Smoking
“Smoking kills,” says a non-smoker, reading aloud from the cigarette package of a classmate. “So does living,” replies the smoker, and lights up.
Tobacco appears to be the main socially accepted escape. In Lebanon you can smoke anywhere. Restaurants, hotels, taxis. One day on the way to the university, I rode with a taxi driver who smoked the whole way, but smoked these very long, thin cigarettes, the type that what are usually marketed to women. He was strong and somewhat angry looking, with thick rough worker’s hands, carefully chain-smoking these tiny cigarettes, which looked completely out of place in his hands.
You aren’t supposed to smoke on the bus, but people do it anyways. There is a certain desperation to the way people smoke in Lebanon. They tend to smoke constantly, in every situation, before, during and after everything. They drag hard on their cigarettes, and inhale deeply, and smoke them all the way down to the filter. Sometimes they chain smoke, lighting one cigarette off the other one. Smoke breaks during school mean smoking two or more cigarettes one after the other. All social interactions involve either smoking or food, often with the two mixed together.

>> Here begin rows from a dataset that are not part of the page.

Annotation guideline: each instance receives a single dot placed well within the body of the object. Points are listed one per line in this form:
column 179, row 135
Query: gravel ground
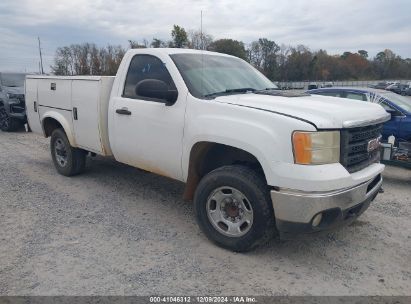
column 116, row 230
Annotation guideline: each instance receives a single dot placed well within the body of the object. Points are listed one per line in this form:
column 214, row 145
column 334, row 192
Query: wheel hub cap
column 230, row 212
column 60, row 152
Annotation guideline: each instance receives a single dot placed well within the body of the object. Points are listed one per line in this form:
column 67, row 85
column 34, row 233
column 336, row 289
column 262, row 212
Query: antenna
column 41, row 57
column 201, row 30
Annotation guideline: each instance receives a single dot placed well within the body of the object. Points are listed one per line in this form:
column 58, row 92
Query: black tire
column 7, row 123
column 75, row 159
column 255, row 189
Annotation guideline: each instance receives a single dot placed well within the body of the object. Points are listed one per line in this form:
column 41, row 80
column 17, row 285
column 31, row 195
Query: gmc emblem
column 374, row 144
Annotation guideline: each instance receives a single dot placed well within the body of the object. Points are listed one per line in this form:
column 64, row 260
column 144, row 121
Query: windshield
column 210, row 75
column 401, row 101
column 12, row 80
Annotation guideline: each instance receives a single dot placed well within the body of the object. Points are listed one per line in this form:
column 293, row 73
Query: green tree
column 363, row 53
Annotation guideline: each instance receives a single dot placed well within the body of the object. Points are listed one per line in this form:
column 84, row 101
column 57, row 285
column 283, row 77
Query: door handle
column 123, row 111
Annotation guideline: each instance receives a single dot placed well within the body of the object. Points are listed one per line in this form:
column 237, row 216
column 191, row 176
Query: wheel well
column 49, row 125
column 207, row 156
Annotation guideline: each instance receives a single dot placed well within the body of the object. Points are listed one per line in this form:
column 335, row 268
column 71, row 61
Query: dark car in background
column 398, row 106
column 398, row 88
column 12, row 104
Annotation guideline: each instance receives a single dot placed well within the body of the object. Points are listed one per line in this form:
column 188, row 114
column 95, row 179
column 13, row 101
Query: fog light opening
column 317, row 219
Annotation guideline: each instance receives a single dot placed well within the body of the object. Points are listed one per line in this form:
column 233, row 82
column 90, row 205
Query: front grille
column 354, row 145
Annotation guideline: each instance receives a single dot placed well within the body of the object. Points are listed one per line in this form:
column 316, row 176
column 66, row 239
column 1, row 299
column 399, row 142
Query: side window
column 356, row 96
column 144, row 67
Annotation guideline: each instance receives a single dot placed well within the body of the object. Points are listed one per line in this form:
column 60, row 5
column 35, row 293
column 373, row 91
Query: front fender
column 265, row 135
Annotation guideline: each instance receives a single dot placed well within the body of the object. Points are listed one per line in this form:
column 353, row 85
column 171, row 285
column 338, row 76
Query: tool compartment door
column 32, row 106
column 85, row 96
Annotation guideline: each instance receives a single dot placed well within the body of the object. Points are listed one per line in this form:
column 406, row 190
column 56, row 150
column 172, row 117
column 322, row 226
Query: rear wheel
column 233, row 208
column 7, row 123
column 68, row 161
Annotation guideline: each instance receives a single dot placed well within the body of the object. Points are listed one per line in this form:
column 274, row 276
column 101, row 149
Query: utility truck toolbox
column 256, row 161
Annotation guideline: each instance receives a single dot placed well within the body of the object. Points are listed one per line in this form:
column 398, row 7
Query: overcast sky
column 336, row 26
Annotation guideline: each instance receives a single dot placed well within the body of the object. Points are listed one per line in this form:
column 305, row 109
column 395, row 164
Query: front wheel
column 68, row 161
column 233, row 208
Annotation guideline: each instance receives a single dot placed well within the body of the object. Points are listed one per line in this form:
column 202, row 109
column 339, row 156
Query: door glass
column 144, row 67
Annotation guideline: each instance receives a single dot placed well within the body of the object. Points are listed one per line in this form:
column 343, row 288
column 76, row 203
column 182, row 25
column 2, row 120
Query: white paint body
column 159, row 138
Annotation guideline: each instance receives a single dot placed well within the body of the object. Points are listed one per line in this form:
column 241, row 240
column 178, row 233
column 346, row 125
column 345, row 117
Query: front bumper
column 295, row 210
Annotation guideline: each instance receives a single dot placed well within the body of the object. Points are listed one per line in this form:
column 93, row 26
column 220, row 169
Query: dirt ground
column 116, row 230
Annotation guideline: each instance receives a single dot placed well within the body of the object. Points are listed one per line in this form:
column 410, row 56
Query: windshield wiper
column 239, row 90
column 268, row 89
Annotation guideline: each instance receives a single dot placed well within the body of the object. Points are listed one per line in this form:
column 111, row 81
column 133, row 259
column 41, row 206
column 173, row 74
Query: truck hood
column 322, row 111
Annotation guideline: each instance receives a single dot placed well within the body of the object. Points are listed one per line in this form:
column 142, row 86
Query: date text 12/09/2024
column 203, row 299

Many of the students on the trip who were only casual smokers while in the Netherlands took up smoking in earnest while in Beirut. The students who were smokers before smoked everywhere and much more often. It sort of seemed to go along with being there, and besides, there was so much smoke everywhere that you were breathing it in whether you yourself were actually smoking or not. And it seemed to go with the place. And when people were inevitably late for appointments, it gave those who were waiting something to do. The smokers fit in better than those who didn’t.